Many progressive schools place value in the experience of learning itself much like the teachers at Phoenix Park, believing that learning in groups, creative projects and discussion of concepts are intrinsically good. Traditional schools are the mostly unintended consequence of decades of politically driven school reforms that are often misguided. The debate over progressive versus traditional education pedagogies is not a new one. The principles of progressivism were spelled out in books like John Dewey’s Democracy and Education and Traditional view were spelled out as early as Franklin Bobbitt’s Scientific method in curriculum-making. I believe education should be about achieving a balance or hybrid based on the needs of students in different disciplines. Of course we need to prepare students for adulthood, but focusing only on the future does not make sense either.

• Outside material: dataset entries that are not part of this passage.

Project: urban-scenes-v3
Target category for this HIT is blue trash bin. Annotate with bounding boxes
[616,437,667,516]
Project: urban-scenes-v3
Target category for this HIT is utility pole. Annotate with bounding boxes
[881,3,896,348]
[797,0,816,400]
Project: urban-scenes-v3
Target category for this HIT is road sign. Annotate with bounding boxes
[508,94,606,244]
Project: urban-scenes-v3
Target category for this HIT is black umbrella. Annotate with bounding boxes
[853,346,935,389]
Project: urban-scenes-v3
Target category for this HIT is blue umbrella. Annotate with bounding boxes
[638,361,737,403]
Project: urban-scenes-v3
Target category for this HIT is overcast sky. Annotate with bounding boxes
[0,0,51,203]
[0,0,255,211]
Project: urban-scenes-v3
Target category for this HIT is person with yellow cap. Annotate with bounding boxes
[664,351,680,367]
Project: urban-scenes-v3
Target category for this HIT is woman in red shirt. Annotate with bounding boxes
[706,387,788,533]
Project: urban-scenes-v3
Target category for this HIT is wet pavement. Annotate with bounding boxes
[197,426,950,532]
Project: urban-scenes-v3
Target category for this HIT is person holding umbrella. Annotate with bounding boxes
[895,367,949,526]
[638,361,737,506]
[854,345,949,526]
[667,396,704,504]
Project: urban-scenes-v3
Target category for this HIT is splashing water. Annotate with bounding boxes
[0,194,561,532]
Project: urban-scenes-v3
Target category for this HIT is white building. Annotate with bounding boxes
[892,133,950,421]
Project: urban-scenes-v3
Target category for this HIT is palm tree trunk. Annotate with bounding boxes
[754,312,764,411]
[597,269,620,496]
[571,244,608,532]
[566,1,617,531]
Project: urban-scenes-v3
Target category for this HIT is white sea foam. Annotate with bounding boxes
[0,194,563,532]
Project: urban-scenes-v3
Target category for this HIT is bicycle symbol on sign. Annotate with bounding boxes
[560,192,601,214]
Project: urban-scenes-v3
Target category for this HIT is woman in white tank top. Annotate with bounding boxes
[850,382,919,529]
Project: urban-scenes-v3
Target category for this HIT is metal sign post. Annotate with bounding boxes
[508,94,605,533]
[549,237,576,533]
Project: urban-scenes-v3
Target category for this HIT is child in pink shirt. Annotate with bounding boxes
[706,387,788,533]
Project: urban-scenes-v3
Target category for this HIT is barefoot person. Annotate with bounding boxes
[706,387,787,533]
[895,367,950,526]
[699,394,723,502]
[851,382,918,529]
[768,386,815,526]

With crt scores, public exam results, and mpts leaving our education system in state of unrest. We see high schools accuse intermediate schools who accuse elementary schools for not preparing students, and universities with record high remediation needs (Bridging programs, foundation courses) for entering students in English or Mathematics, and often they need remediation in both English and Math. This is causing stress for teachers, students, and parents. How does this stress affect the love of teaching, the love of learning, and a child centered curriculum? These testing requirements align very well with Bobbitt’s theories.
Bobbitt would appreciate all of the assessment and testing we are going though. Our education system sets us up to fill the students with facts and test them over and over, rather than teaching them where to find the information, or how to love learning, or how to think critically. Historically we have adopted different curriculums at different times depending on the political climate of the time.
References:
Dewey, J. (1916). My Pedagogic Creed in Flinders, D.J., & Thornton, S.J (Eds.). (2009). The Curriclum Studies Reader (pp.34-41). New York:Routledge. Bobbit, F. (2009). Scientific method in curriculum-making. In Flinders & Thornton (3rd Ed.), The curriculum studies reader (pp. 15-21). New York: Routledge.